After one of my demoralizing business failures, I went to rich dad and asked, "So what did I do wrong? I thought I designed it well."
"Obviously you didn't," rich dad said with a smirk.
"How many times do I have to do this? I'm the biggest failure I know."

Rich dad said, "Losers quit when they fail. Winners fail until they succeed." Shuffling the papers at his desk for a moment, he then looked up at me and said, "The world is filled with want-to-be entrepreneurs. They sit behind desks, have important sounding titles like vice president, branch manager or supervisor, and some even take home a decent paycheck. These want-to-be entrepreneurs dream of someday starting their own business empire and maybe someday some of them will. Yet I believe most will never make the leap. Most will have some excuse, some rationalization, such as, 'When the kids are grown.' Or, 'I'll go back to school first.' Or, 'When I have enough money saved.'"

"But they never jump from the plane," I said, finishing his thoughts.

At What Level Do You Want to Play the Game?
Rich dad went on to explain that the world was filled with different types of entrepreneurs. There are entrepreneurs who are big and small, rich and poor, honest and crooked, for-profit and not-for-profit, saint and sinner, small town and international, and successes and failures.
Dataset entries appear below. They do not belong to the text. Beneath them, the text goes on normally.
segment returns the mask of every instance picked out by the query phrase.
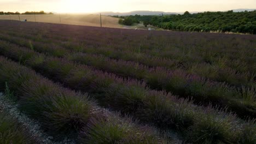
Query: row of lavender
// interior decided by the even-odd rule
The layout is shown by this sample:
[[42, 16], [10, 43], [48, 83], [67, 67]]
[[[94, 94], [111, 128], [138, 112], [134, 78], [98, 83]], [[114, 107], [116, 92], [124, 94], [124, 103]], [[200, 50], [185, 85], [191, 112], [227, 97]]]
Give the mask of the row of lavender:
[[[208, 104], [211, 102], [223, 107], [228, 106], [229, 109], [242, 117], [251, 116], [255, 118], [256, 116], [256, 89], [253, 86], [235, 88], [195, 75], [188, 75], [181, 70], [170, 70], [162, 67], [149, 68], [135, 62], [117, 61], [90, 53], [69, 55], [71, 51], [61, 47], [53, 47], [39, 42], [33, 42], [32, 45], [31, 41], [28, 43], [27, 40], [20, 38], [4, 36], [1, 38], [40, 52], [65, 57], [122, 76], [143, 79], [151, 88], [164, 89], [185, 98], [193, 97], [197, 103], [203, 101]], [[2, 45], [2, 46], [8, 47], [9, 46]], [[253, 85], [254, 83], [252, 84]]]
[[26, 127], [8, 114], [0, 105], [1, 143], [38, 143], [38, 137], [32, 136]]
[[[8, 45], [3, 41], [1, 44]], [[219, 111], [211, 106], [194, 105], [187, 100], [177, 99], [164, 92], [150, 90], [143, 82], [124, 80], [114, 74], [15, 45], [1, 46], [1, 52], [66, 86], [88, 91], [102, 106], [131, 114], [142, 122], [159, 128], [174, 128], [193, 143], [254, 143], [256, 140], [254, 121], [244, 122], [224, 110]], [[32, 87], [38, 87], [33, 82], [30, 83]]]
[[[19, 33], [16, 32], [16, 33]], [[29, 41], [27, 40], [27, 39], [29, 39], [30, 40], [33, 40], [30, 41], [32, 45], [37, 43], [33, 42], [33, 40], [36, 40], [40, 43], [48, 43], [48, 46], [50, 47], [61, 46], [70, 49], [72, 51], [100, 54], [112, 58], [122, 59], [124, 61], [139, 62], [139, 63], [150, 67], [160, 66], [166, 67], [170, 69], [179, 69], [184, 71], [184, 73], [187, 74], [198, 75], [214, 81], [227, 82], [228, 83], [235, 86], [241, 86], [243, 85], [250, 87], [255, 85], [255, 81], [254, 79], [256, 77], [253, 73], [256, 71], [254, 69], [254, 68], [256, 67], [253, 67], [253, 65], [255, 65], [254, 63], [252, 63], [253, 65], [250, 65], [249, 64], [241, 62], [240, 59], [236, 59], [235, 62], [234, 62], [234, 61], [228, 59], [226, 58], [218, 58], [214, 61], [214, 62], [211, 62], [211, 64], [210, 64], [210, 61], [207, 63], [205, 62], [197, 62], [198, 59], [190, 58], [184, 61], [181, 59], [179, 57], [175, 56], [173, 57], [172, 58], [173, 59], [162, 58], [154, 56], [149, 57], [147, 53], [140, 52], [139, 53], [134, 53], [131, 51], [123, 51], [123, 50], [122, 51], [120, 50], [117, 51], [113, 49], [83, 48], [81, 47], [81, 45], [76, 45], [76, 43], [71, 43], [68, 44], [66, 43], [63, 44], [63, 42], [61, 41], [48, 39], [46, 38], [43, 39], [38, 40], [34, 37], [34, 34], [30, 35], [26, 33], [26, 34], [19, 34], [18, 35], [20, 37], [26, 38], [26, 40], [23, 40], [23, 42], [27, 44], [28, 44]], [[15, 35], [16, 35], [17, 34]], [[22, 40], [19, 40], [20, 38], [16, 38], [15, 39], [15, 38], [13, 37], [10, 38], [7, 38], [6, 37], [7, 36], [3, 35], [1, 36], [2, 39], [10, 40], [13, 43], [20, 43], [20, 41], [22, 41]], [[49, 44], [50, 41], [51, 41], [51, 44]], [[59, 51], [59, 52], [61, 52]], [[178, 52], [176, 53], [181, 54], [182, 53]], [[210, 55], [211, 53], [207, 55]], [[214, 55], [213, 54], [212, 55]], [[188, 56], [184, 56], [183, 57]], [[196, 58], [198, 58], [198, 57]], [[251, 59], [253, 59], [253, 57], [251, 58]], [[234, 65], [230, 65], [230, 64]], [[239, 72], [239, 71], [241, 71]]]
[[63, 88], [4, 57], [0, 57], [0, 68], [1, 90], [7, 82], [18, 97], [19, 109], [61, 140], [69, 136], [79, 143], [168, 142], [152, 128], [100, 108], [87, 94]]
[[[134, 52], [137, 52], [140, 47], [141, 52], [151, 51], [160, 57], [178, 58], [187, 53], [185, 56], [193, 61], [211, 61], [224, 57], [249, 63], [252, 63], [252, 58], [255, 57], [253, 53], [248, 53], [255, 47], [255, 35], [152, 32], [36, 23], [2, 24], [3, 29], [11, 27], [12, 30], [16, 28], [28, 33], [30, 31], [35, 34], [34, 38], [37, 39], [50, 38], [86, 46], [121, 48]], [[7, 24], [11, 26], [8, 27]], [[152, 39], [144, 40], [145, 37], [149, 36]]]

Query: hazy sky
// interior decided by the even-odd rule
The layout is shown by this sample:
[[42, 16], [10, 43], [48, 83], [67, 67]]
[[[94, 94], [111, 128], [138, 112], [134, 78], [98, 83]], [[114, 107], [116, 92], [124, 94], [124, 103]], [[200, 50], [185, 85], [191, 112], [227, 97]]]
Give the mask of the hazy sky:
[[0, 11], [59, 13], [128, 12], [133, 10], [182, 12], [256, 8], [256, 0], [0, 0]]

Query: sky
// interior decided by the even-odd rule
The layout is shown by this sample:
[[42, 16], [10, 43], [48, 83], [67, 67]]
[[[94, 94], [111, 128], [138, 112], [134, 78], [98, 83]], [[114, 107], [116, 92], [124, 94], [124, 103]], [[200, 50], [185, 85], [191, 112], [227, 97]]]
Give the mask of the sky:
[[0, 0], [0, 11], [40, 11], [62, 13], [225, 11], [255, 9], [256, 0]]

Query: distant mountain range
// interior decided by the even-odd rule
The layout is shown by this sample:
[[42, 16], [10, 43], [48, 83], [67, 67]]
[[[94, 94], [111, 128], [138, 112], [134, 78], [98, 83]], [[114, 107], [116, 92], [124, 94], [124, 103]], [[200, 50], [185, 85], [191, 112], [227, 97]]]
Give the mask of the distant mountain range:
[[[256, 9], [234, 9], [234, 12], [241, 12], [247, 10], [248, 11], [256, 10]], [[226, 10], [228, 11], [228, 10]], [[161, 14], [162, 13], [164, 15], [177, 15], [177, 14], [183, 14], [185, 11], [183, 12], [164, 12], [160, 11], [149, 11], [149, 10], [137, 10], [132, 11], [130, 12], [126, 13], [119, 13], [119, 12], [112, 12], [112, 11], [104, 11], [104, 12], [99, 12], [97, 13], [97, 14], [98, 13], [101, 13], [103, 15], [119, 15], [119, 16], [124, 16], [124, 15], [158, 15]], [[204, 11], [189, 11], [190, 14], [196, 14], [199, 13], [203, 13]], [[95, 13], [95, 14], [96, 13]]]
[[248, 11], [254, 11], [256, 10], [256, 9], [234, 9], [233, 11], [234, 12], [241, 12], [241, 11], [245, 11], [246, 10], [247, 10]]

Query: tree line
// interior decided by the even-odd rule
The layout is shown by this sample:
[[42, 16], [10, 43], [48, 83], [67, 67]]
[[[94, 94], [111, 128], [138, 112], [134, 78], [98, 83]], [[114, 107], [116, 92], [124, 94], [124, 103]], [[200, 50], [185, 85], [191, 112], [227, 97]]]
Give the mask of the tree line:
[[[131, 20], [133, 20], [133, 21], [143, 21], [146, 27], [151, 25], [173, 31], [256, 34], [256, 10], [242, 12], [234, 12], [232, 10], [226, 12], [207, 11], [193, 14], [186, 11], [182, 15], [164, 15], [162, 17], [160, 15], [136, 15], [124, 16], [123, 19], [123, 22], [127, 20], [130, 22]], [[121, 24], [125, 25], [125, 23]]]
[[46, 13], [45, 13], [43, 10], [41, 10], [40, 11], [26, 11], [23, 13], [20, 13], [18, 11], [16, 11], [15, 13], [0, 11], [0, 15], [44, 15], [44, 14], [53, 14], [53, 13], [51, 12]]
He said, "The word entrepreneur is a big word and it means different things to different people."

Rich dad wanted us to understand that anyone could be an entrepreneur. The neighborhood babysitter is an entrepreneur. So was Henry Ford. "Your job is to decide which entrepreneur you most want to be like - the babysitter or Henry Ford?" he said. "Both are important to their customers. It's like the difference between sandlot football, high school football, college football and professional football."
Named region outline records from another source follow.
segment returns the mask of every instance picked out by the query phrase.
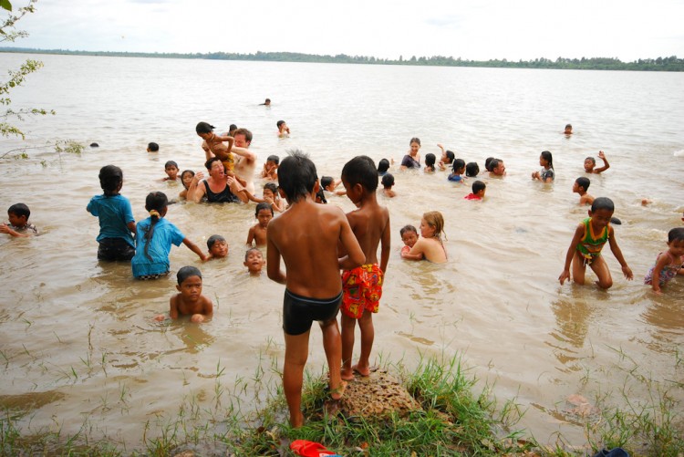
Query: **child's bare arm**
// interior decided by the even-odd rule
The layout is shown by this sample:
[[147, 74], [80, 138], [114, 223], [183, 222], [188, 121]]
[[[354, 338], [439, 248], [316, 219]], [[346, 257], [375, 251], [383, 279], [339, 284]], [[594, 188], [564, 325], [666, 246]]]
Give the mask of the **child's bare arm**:
[[565, 264], [563, 266], [563, 272], [558, 276], [558, 280], [561, 282], [561, 286], [565, 282], [565, 279], [570, 279], [570, 263], [573, 261], [575, 256], [575, 251], [577, 249], [577, 244], [582, 237], [585, 235], [585, 225], [580, 223], [575, 230], [575, 235], [573, 241], [570, 242], [570, 247], [567, 248], [567, 254], [565, 254]]
[[617, 262], [620, 263], [620, 265], [622, 266], [622, 273], [623, 275], [625, 275], [625, 277], [627, 278], [627, 280], [631, 281], [632, 279], [634, 279], [632, 269], [629, 268], [629, 266], [627, 265], [627, 261], [622, 255], [620, 246], [617, 245], [617, 240], [615, 239], [615, 233], [613, 232], [612, 226], [610, 227], [610, 233], [608, 234], [608, 243], [610, 244], [610, 250], [613, 253], [613, 255], [615, 255], [615, 258], [617, 258]]
[[206, 262], [207, 260], [209, 260], [207, 258], [206, 254], [204, 253], [202, 253], [202, 250], [199, 247], [197, 247], [197, 244], [195, 244], [194, 243], [192, 243], [189, 239], [183, 238], [183, 244], [185, 244], [186, 246], [188, 246], [188, 249], [190, 249], [191, 251], [192, 251], [193, 253], [195, 253], [197, 254], [197, 256], [199, 256], [202, 259], [202, 262]]

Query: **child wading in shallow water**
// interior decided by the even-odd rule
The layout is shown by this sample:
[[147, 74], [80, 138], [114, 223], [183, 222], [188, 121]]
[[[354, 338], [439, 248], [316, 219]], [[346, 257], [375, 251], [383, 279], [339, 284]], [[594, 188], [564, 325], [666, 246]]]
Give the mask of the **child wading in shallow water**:
[[444, 218], [439, 211], [430, 211], [420, 219], [420, 238], [408, 253], [402, 250], [401, 258], [407, 260], [428, 260], [434, 264], [447, 261], [447, 250], [441, 242]]
[[[268, 277], [286, 286], [283, 299], [283, 389], [293, 427], [304, 424], [302, 383], [315, 320], [323, 332], [331, 396], [338, 400], [344, 393], [346, 383], [340, 379], [342, 344], [337, 320], [342, 299], [339, 270], [355, 268], [366, 259], [342, 210], [316, 203], [316, 165], [302, 152], [294, 151], [283, 160], [278, 169], [278, 192], [290, 208], [271, 221], [266, 235]], [[378, 182], [378, 175], [374, 176]], [[337, 257], [337, 244], [348, 253], [342, 258]], [[280, 268], [281, 256], [286, 273]]]

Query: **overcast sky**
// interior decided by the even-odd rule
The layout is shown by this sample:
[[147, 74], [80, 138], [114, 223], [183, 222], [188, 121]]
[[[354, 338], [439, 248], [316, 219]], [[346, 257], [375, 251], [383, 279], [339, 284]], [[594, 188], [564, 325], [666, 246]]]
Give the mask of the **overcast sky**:
[[684, 0], [39, 0], [0, 46], [632, 61], [684, 57], [683, 19]]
With that example, I understood. When I was in college in New York, playing college football, our team had the opportunity to practice with a few players from a professional football team, the New York Jets. It was soon obvious to the college football players that while we played the same game as the pro players, we were playing it at a completely different level.
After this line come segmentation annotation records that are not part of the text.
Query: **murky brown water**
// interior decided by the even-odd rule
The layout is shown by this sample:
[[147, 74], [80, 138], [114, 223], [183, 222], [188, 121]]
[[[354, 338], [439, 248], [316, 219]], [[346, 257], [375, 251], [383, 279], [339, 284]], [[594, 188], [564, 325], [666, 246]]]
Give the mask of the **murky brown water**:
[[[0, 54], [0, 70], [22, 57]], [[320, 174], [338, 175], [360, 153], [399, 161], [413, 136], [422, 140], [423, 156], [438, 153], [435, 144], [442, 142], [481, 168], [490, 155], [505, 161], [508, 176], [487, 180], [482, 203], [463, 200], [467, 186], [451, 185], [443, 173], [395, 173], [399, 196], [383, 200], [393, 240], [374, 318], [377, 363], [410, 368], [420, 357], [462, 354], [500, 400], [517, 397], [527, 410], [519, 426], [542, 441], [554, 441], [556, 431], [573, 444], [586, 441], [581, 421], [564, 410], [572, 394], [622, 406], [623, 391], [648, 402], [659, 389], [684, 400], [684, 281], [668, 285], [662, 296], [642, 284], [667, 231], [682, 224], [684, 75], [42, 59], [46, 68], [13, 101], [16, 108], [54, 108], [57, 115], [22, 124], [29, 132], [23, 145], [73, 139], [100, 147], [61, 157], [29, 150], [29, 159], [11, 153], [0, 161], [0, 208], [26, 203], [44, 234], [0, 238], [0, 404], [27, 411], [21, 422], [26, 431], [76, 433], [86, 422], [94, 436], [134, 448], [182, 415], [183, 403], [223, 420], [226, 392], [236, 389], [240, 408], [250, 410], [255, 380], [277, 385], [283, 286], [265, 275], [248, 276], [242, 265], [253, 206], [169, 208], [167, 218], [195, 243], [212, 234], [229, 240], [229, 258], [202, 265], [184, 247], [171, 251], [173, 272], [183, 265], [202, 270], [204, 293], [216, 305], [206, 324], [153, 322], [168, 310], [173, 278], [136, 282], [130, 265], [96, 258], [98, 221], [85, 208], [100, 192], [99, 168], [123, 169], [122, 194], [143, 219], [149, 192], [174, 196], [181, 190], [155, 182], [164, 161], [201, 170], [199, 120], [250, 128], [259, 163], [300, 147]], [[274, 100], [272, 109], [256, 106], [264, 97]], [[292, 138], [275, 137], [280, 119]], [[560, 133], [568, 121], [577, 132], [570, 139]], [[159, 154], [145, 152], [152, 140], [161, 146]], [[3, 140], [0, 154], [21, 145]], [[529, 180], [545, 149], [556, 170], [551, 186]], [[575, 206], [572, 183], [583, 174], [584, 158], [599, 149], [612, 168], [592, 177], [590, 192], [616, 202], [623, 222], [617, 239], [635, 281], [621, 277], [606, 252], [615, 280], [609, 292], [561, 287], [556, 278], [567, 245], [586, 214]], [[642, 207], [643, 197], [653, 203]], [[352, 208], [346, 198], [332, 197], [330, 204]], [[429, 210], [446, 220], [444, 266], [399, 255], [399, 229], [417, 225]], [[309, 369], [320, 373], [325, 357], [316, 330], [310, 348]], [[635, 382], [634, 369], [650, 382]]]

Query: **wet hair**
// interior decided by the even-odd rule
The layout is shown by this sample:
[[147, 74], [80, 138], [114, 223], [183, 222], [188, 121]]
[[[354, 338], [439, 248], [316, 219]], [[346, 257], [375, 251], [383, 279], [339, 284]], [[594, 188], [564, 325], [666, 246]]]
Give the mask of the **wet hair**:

As a linebacker, my first rude awakening was trying to tackle a New York Jets running back coming through the line. I doubt he even knew I hit him. It felt like I was trying to tackle a charging rhino. That running back and I were about the same size. But after trying to tackle him, I realized the difference was not physical. It was spiritual. He had the heart, the desire and the gift of natural talent to be a great player.

Today, older and wiser, I do not have illusions that I would ever be as great an entrepreneur as Thomas Edison, Henry Ford, Steven Jobs or Walt Disney. Yet I can still learn from them and use them as mentors.

And that is rich dad's entrepreneurial lesson No. 1: "A successful business is created before there is a business."

Network Marketing Business
The network marketing and direct sales industry is recognized by many to be the fastest growing business model in the world today. It is also the most controversial. Many people still have a negative reaction, claiming that many network marketing organizations are pyramid schemes. Yet in reality, the biggest pyramid scheme in the world is the traditional business corporation, with one person at the top and all the workers below.

We are not members of any one network marketing or direct marketing business, but we do speak favorably of the industry. People who want to be entrepreneurs should consider joining one of these businesses before they quit their jobs. Why? Many of these companies provide essential sales, business-building, and leadership skills not found anywhere else. One of the most valuable benefits from associating with a reputable organization is that it teaches the mind-set as well as the courage required to become an entrepreneur. You will also become more familiar with the systems required to build a successful business. The entry fee is typically quite reasonable and the education can be priceless.

If I were starting my entrepreneurial career all over again, I would start with a network marketing or direct sales business, not for the money but for the real-world business training I could receive.